All posts Analytics

Null and Alternative Hypothesis Walk Into a Tea Stall

Vijay started serving fresh ginger biscuits this month. His daily mean rose from 87 to 91. Real effect or noise? Two strangers explain why every test is a courtroom — and which side is presumed innocent.

Vijayakumar P Vijayakumar P 11 min read
Stylised illustration of a tea stall — Vijay stands centre behind his counter looking up at a wooden two-armed signpost mounted on the back wall. The left arm is grey, points left and reads `H₀ : NO CHANGE`. The right arm is warm orange, points right and reads `H₁ : SOMETHING CHANGED`. On the far left a calm man in plain grey holds up a small clipboard with `STATUS QUO` written across the top. On the far right a curly-haired man in warm orange holds up a magnifying glass.

It’s the last day of the month. The stall is quiet between rounds. Vijay has two notebooks on the counter — last month and this month — and a small calculator. Last month’s mean: 87 customers per day. This month’s mean: 91.

Last month he sold tea, biscuits-from-the-tin, and cigarettes. This month, halfway through, he started serving fresh ginger biscuits baked in the back, by his cousin’s wife who started a small bakery. Same tea. Same hours. Same prices. Just the new biscuits.

He stares at the gap. Four customers more, on average. Is that the biscuits doing their work? Or is it just the kind of wobble he sees from one month to the next anyway?

He has read enough now to know he wants a test. He has read about t-tests and p-values and Type I errors. But before he can run anything, he realises he has not figured out the most basic thing: what claim am I testing against what?

He mutters, “Same data, two stories. Which one is the default?”

The awning rustles.

A man walks in first — calm, deliberate, plain grey kurta, slightly stooped. He carries a small clipboard. The clipboard has the words STATUS QUO written across the top in neat capitals. A few horizontal lines below, none of them filled in.

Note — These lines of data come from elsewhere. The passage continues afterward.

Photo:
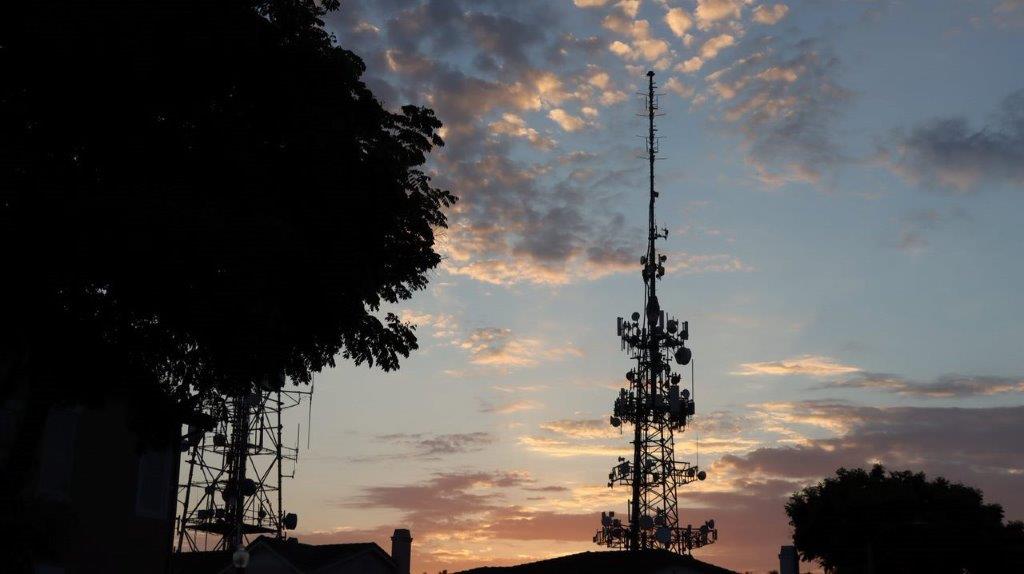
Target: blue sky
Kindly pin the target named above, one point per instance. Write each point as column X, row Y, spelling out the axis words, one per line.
column 843, row 183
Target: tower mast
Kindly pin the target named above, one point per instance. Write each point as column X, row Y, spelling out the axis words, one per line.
column 654, row 404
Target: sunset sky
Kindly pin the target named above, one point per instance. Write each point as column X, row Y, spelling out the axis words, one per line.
column 844, row 185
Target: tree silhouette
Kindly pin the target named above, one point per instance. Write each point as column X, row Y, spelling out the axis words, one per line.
column 209, row 188
column 195, row 194
column 878, row 522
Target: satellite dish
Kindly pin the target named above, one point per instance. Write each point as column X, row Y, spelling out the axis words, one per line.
column 683, row 355
column 290, row 521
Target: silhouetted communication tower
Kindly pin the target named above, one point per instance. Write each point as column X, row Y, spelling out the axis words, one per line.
column 655, row 405
column 233, row 488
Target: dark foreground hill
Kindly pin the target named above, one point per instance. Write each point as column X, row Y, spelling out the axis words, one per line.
column 648, row 562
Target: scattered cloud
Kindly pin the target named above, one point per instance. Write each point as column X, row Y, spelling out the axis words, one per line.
column 914, row 226
column 770, row 14
column 513, row 125
column 809, row 365
column 498, row 347
column 432, row 445
column 785, row 99
column 711, row 11
column 582, row 428
column 690, row 65
column 947, row 153
column 713, row 46
column 565, row 448
column 566, row 121
column 678, row 88
column 511, row 406
column 679, row 21
column 946, row 386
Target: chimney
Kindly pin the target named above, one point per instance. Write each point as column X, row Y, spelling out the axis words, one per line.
column 401, row 548
column 788, row 562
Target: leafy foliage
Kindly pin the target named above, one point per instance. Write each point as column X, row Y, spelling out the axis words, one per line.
column 206, row 191
column 873, row 521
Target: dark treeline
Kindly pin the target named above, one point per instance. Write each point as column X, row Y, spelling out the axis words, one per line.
column 873, row 522
column 194, row 195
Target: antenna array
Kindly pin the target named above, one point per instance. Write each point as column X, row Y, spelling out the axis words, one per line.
column 237, row 469
column 655, row 405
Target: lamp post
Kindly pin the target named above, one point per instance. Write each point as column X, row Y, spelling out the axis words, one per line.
column 241, row 560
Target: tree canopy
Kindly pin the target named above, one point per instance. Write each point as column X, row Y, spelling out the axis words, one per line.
column 204, row 192
column 872, row 521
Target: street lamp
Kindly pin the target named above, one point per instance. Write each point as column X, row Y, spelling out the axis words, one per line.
column 240, row 559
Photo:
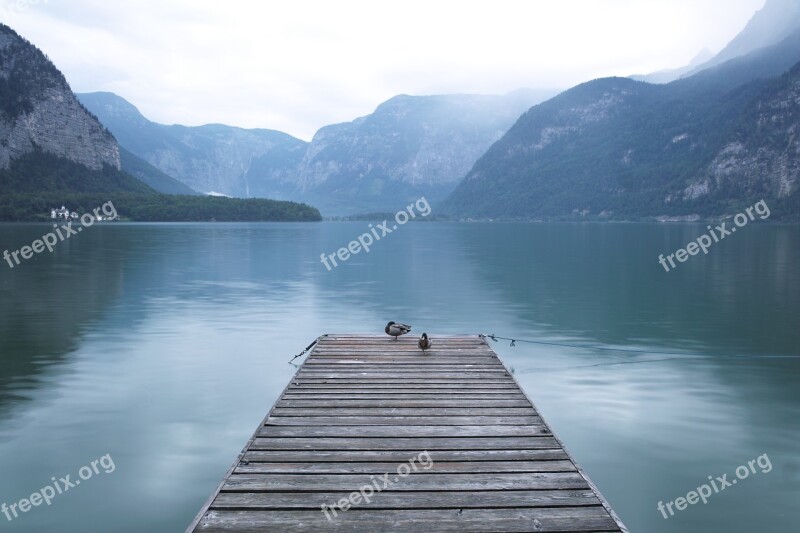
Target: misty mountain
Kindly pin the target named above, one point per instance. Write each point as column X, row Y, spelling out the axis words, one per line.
column 151, row 176
column 409, row 147
column 669, row 75
column 48, row 140
column 617, row 148
column 39, row 111
column 773, row 23
column 211, row 158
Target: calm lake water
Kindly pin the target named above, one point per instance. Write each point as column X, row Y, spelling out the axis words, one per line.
column 164, row 345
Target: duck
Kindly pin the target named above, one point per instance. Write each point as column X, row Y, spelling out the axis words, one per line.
column 424, row 342
column 395, row 330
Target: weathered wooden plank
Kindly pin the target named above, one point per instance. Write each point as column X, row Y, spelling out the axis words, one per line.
column 412, row 374
column 397, row 457
column 403, row 420
column 432, row 467
column 442, row 387
column 567, row 519
column 410, row 500
column 414, row 444
column 361, row 407
column 415, row 481
column 403, row 431
column 325, row 410
column 440, row 401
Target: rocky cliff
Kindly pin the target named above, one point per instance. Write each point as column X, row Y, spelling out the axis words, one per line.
column 39, row 111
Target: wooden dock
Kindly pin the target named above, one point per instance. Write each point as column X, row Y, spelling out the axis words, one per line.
column 362, row 407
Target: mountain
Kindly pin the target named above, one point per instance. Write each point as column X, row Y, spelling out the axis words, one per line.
column 151, row 176
column 55, row 152
column 209, row 159
column 617, row 148
column 669, row 75
column 38, row 111
column 409, row 147
column 773, row 23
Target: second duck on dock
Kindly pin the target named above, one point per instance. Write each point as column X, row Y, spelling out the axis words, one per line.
column 395, row 330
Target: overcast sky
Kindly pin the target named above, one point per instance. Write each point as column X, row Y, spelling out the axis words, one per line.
column 297, row 65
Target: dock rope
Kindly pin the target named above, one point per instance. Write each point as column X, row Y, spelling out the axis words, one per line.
column 514, row 342
column 306, row 349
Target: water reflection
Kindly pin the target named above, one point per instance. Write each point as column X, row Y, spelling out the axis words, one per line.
column 164, row 345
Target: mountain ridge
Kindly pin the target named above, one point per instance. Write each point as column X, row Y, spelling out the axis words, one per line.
column 616, row 148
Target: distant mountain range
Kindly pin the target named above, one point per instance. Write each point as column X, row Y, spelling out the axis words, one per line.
column 720, row 138
column 616, row 148
column 409, row 147
column 770, row 25
column 54, row 151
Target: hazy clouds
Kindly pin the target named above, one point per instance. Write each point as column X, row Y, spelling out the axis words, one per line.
column 295, row 66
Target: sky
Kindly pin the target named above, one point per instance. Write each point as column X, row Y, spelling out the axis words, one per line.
column 298, row 65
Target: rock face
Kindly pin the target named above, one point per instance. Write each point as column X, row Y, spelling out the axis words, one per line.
column 40, row 111
column 209, row 159
column 409, row 147
column 774, row 22
column 617, row 148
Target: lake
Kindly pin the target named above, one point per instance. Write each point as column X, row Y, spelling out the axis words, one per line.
column 160, row 347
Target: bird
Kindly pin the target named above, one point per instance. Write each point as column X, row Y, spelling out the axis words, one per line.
column 395, row 330
column 424, row 342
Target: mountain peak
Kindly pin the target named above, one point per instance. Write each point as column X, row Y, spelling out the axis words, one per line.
column 38, row 111
column 771, row 24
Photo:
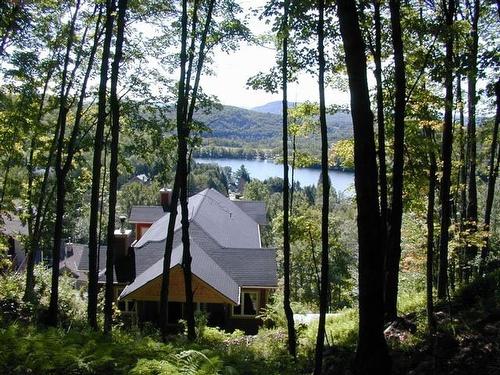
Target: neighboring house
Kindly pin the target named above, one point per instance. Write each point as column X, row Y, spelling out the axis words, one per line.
column 140, row 178
column 232, row 274
column 71, row 255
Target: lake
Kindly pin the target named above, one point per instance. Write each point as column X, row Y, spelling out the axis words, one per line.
column 261, row 169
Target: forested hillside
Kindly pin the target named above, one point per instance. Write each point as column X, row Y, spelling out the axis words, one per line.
column 239, row 127
column 120, row 254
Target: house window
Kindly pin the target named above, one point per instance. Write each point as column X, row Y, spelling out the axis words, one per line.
column 249, row 304
column 126, row 306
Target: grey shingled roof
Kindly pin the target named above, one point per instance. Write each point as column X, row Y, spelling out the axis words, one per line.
column 202, row 267
column 84, row 259
column 255, row 209
column 145, row 214
column 218, row 216
column 225, row 247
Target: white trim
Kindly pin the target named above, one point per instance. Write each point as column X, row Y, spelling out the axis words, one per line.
column 258, row 287
column 242, row 305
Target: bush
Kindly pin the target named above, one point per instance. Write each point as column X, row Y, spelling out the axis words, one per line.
column 72, row 303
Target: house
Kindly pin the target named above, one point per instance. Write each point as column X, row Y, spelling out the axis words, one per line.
column 232, row 273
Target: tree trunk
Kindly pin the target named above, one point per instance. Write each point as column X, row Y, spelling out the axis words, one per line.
column 371, row 354
column 323, row 297
column 177, row 182
column 96, row 168
column 446, row 149
column 396, row 217
column 471, row 251
column 431, row 322
column 52, row 314
column 462, row 176
column 292, row 341
column 113, row 165
column 380, row 120
column 492, row 176
column 34, row 227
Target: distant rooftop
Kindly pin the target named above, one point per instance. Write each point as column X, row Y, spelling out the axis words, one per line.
column 145, row 214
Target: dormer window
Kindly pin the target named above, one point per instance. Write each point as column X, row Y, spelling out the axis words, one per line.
column 249, row 304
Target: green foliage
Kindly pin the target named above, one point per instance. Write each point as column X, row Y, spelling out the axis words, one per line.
column 342, row 154
column 14, row 308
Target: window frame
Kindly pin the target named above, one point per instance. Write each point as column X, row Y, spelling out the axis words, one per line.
column 242, row 305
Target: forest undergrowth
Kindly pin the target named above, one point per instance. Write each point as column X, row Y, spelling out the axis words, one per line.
column 467, row 340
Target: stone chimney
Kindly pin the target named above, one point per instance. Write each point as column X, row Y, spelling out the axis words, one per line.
column 123, row 253
column 165, row 198
column 122, row 240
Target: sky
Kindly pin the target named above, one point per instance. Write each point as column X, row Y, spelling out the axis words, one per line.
column 233, row 70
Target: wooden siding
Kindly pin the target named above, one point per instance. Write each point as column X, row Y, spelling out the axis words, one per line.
column 140, row 229
column 201, row 290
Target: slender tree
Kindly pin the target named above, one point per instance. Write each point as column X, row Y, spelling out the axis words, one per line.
column 113, row 164
column 446, row 149
column 472, row 72
column 371, row 354
column 286, row 189
column 96, row 166
column 60, row 171
column 377, row 57
column 177, row 182
column 323, row 298
column 492, row 176
column 396, row 216
column 431, row 322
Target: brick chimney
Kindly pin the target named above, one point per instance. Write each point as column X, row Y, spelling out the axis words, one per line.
column 165, row 198
column 123, row 256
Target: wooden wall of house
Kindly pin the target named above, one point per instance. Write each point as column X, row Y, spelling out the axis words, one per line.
column 140, row 229
column 202, row 291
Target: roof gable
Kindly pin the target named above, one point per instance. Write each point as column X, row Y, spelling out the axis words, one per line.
column 145, row 214
column 219, row 217
column 202, row 266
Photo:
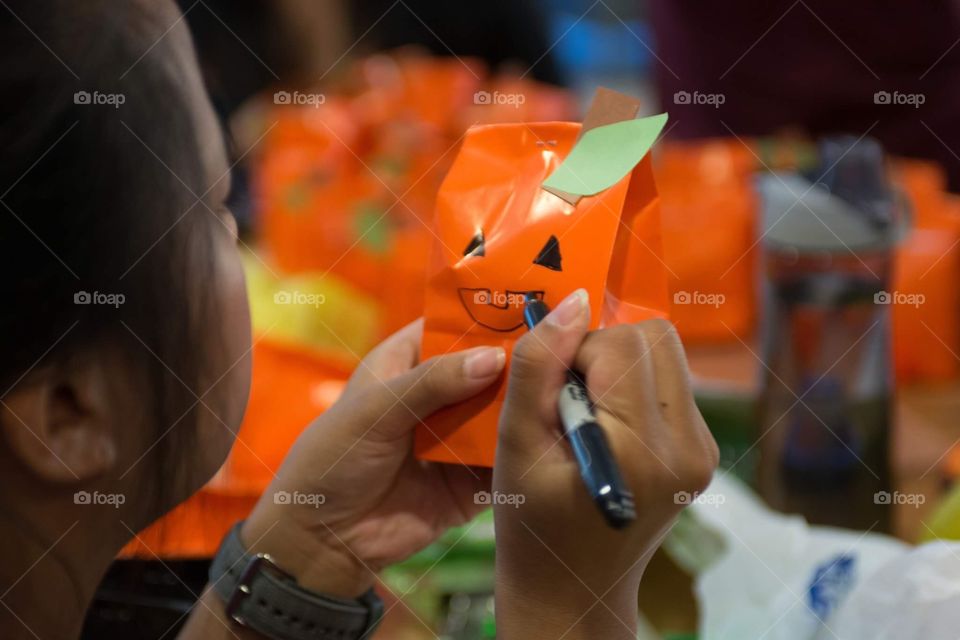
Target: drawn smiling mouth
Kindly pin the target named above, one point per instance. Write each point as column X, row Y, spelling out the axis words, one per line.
column 496, row 310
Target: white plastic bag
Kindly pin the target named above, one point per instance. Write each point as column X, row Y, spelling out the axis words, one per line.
column 762, row 574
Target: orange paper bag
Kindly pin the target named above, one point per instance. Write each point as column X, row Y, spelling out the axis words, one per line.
column 501, row 233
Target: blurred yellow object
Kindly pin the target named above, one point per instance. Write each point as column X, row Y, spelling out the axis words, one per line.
column 318, row 312
column 945, row 523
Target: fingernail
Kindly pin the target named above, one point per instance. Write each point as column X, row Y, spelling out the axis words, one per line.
column 570, row 310
column 484, row 362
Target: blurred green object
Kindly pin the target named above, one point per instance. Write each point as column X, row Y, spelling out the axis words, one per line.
column 450, row 583
column 945, row 523
column 731, row 417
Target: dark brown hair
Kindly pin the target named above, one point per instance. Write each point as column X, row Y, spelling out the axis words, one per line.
column 98, row 198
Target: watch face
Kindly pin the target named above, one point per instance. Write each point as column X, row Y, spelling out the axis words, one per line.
column 254, row 589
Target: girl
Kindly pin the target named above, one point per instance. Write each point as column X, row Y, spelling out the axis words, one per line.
column 125, row 368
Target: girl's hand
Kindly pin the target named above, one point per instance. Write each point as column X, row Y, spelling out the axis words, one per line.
column 561, row 571
column 350, row 498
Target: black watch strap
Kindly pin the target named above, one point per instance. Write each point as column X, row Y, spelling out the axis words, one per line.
column 263, row 597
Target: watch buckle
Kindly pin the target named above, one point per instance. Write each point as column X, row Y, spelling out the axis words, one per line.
column 244, row 582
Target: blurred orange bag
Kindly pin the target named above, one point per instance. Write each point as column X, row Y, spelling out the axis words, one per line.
column 500, row 234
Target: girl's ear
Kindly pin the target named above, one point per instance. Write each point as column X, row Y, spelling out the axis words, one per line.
column 59, row 424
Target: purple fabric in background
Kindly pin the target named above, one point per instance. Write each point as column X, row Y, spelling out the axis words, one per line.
column 815, row 65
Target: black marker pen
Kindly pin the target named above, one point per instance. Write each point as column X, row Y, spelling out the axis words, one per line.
column 598, row 467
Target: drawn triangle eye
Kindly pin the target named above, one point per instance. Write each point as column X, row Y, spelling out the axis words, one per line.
column 549, row 256
column 476, row 246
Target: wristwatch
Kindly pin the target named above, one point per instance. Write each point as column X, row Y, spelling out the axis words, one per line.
column 263, row 597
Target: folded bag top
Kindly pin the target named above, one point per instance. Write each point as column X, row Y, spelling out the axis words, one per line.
column 538, row 208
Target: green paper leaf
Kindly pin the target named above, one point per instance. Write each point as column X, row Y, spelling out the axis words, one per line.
column 605, row 154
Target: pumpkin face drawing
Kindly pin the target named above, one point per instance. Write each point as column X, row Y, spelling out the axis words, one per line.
column 503, row 310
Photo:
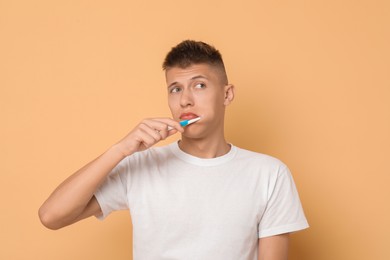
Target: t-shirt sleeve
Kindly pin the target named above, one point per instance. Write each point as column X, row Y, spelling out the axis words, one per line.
column 283, row 212
column 112, row 194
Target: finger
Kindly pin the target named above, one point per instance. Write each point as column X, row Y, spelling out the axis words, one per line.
column 167, row 124
column 149, row 132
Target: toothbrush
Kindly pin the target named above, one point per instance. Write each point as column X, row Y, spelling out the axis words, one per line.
column 185, row 122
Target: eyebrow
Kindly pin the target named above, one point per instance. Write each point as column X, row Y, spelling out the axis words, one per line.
column 193, row 78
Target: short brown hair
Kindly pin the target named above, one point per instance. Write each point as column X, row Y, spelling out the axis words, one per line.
column 191, row 52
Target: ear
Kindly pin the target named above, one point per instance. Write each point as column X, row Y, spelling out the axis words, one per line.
column 229, row 94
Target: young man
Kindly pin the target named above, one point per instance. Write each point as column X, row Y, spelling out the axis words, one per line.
column 199, row 198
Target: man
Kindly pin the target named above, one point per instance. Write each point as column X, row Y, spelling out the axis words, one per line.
column 199, row 198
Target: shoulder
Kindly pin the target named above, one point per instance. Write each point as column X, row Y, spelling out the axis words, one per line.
column 252, row 157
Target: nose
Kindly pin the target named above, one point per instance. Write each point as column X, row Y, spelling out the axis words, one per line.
column 186, row 98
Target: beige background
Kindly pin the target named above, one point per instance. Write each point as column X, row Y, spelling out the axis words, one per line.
column 312, row 88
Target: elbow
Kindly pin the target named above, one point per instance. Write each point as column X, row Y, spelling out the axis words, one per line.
column 48, row 219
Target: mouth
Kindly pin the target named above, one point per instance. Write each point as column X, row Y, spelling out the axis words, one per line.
column 188, row 116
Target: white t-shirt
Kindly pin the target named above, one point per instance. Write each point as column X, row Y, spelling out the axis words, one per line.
column 184, row 207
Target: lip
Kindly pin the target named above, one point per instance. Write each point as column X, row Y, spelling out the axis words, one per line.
column 187, row 116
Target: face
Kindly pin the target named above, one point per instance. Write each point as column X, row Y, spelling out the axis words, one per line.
column 195, row 91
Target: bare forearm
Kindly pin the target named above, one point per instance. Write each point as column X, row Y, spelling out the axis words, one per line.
column 71, row 197
column 274, row 247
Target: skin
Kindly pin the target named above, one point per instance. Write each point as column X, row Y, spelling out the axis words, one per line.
column 198, row 89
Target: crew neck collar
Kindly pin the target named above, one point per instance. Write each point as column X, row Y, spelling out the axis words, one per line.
column 174, row 147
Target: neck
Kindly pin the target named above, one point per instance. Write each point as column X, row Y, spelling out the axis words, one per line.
column 205, row 148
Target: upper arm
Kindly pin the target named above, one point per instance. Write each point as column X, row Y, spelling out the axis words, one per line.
column 92, row 209
column 273, row 247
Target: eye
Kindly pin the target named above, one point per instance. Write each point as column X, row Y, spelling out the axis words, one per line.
column 174, row 90
column 200, row 85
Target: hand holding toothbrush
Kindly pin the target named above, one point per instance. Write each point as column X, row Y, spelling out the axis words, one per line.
column 149, row 132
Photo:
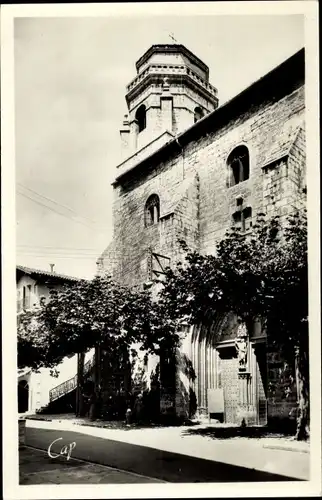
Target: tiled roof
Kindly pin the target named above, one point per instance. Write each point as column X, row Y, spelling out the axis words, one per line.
column 281, row 141
column 48, row 274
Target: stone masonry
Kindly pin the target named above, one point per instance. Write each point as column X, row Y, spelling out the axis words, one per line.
column 189, row 174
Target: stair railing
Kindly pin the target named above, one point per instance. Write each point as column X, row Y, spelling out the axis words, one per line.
column 70, row 384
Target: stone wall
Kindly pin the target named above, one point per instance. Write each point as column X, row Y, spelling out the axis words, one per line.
column 202, row 215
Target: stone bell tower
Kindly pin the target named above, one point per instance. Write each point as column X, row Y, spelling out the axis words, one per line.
column 170, row 92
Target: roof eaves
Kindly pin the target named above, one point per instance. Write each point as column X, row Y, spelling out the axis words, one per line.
column 217, row 112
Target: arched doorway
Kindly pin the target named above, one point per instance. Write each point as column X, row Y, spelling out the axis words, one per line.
column 23, row 396
column 215, row 361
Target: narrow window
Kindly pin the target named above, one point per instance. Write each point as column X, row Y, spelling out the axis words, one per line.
column 238, row 166
column 152, row 210
column 140, row 117
column 198, row 114
column 242, row 219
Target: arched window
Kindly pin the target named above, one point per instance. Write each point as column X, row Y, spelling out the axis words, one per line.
column 238, row 166
column 140, row 117
column 198, row 114
column 152, row 210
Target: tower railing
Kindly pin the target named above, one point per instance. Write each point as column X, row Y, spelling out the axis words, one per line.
column 171, row 68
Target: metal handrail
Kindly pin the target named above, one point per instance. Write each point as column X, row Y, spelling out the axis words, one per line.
column 70, row 384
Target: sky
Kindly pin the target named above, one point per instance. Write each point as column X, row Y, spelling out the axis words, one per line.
column 70, row 79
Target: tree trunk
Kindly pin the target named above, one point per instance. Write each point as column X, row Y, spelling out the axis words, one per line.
column 80, row 410
column 95, row 398
column 302, row 377
column 127, row 374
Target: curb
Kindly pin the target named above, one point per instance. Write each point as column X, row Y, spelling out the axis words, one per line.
column 285, row 448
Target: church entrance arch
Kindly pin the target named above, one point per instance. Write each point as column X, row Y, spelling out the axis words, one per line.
column 23, row 396
column 223, row 372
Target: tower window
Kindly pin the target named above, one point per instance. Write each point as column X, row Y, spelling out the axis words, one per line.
column 242, row 219
column 238, row 166
column 140, row 117
column 198, row 114
column 152, row 210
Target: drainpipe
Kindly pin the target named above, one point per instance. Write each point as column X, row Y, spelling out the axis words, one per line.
column 181, row 147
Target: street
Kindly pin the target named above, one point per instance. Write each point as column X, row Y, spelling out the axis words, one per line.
column 150, row 462
column 36, row 467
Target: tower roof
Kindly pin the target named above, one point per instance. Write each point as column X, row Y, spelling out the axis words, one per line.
column 172, row 49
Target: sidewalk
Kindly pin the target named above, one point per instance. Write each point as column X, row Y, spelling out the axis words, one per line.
column 266, row 454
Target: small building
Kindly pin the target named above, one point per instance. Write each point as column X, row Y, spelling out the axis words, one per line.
column 34, row 388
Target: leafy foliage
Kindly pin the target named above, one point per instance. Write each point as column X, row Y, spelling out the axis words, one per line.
column 87, row 313
column 263, row 274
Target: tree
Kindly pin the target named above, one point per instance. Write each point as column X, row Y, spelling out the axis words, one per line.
column 262, row 274
column 97, row 313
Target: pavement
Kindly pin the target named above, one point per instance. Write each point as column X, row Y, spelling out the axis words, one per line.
column 36, row 467
column 174, row 454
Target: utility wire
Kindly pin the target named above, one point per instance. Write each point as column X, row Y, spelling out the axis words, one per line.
column 67, row 216
column 55, row 202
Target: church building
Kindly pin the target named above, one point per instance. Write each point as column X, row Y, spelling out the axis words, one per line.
column 191, row 169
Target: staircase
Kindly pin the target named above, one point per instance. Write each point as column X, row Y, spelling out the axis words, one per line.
column 59, row 394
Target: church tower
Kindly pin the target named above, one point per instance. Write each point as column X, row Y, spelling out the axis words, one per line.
column 170, row 92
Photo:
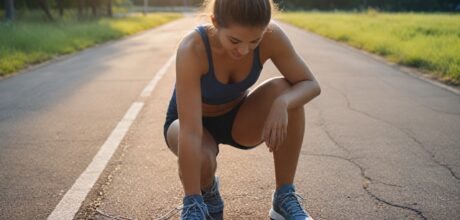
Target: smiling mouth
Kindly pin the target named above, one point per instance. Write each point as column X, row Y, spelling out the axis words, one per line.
column 237, row 55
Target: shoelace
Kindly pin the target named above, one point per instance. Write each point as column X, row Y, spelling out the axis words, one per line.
column 292, row 202
column 188, row 209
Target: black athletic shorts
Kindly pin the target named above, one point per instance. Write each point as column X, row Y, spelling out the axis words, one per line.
column 220, row 127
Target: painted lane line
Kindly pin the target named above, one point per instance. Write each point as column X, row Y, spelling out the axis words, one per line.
column 72, row 200
column 148, row 90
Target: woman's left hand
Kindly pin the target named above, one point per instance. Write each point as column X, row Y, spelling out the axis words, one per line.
column 275, row 130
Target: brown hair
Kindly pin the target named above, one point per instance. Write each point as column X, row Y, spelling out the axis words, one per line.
column 253, row 13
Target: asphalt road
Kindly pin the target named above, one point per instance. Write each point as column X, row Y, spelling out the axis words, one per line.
column 379, row 143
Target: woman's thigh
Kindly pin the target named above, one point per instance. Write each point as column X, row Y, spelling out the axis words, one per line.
column 250, row 120
column 208, row 142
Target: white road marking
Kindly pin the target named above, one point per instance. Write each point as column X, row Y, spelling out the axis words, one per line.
column 148, row 90
column 73, row 199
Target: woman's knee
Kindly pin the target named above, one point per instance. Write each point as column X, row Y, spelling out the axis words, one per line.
column 278, row 84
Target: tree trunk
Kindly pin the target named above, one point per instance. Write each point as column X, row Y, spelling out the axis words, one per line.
column 109, row 8
column 60, row 4
column 9, row 10
column 44, row 5
column 80, row 8
column 94, row 7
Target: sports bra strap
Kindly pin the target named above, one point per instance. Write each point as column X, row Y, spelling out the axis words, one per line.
column 204, row 36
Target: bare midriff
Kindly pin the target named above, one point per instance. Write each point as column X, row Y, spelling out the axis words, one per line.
column 217, row 110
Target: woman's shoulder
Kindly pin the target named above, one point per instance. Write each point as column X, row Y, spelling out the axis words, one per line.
column 274, row 39
column 192, row 43
column 192, row 50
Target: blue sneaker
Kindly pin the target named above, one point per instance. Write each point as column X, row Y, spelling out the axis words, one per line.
column 287, row 205
column 214, row 201
column 194, row 208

He sets the clipboard on the counter, folds his arms, and waits.

A second man comes in behind him — bright orange shirt, curly hair, a small brass-rimmed magnifying glass in his right hand. He is already peering at Vijay’s notebook before he has even said hello. He flips a page. Squints.

The first man speaks first. “I am the Null hypothesis. People write me as H₀. I am the boring default. I am what the world was before you started fiddling with it. My claim is simple: nothing changed. Your new biscuits did nothing. The four-customer gap is sampling noise.”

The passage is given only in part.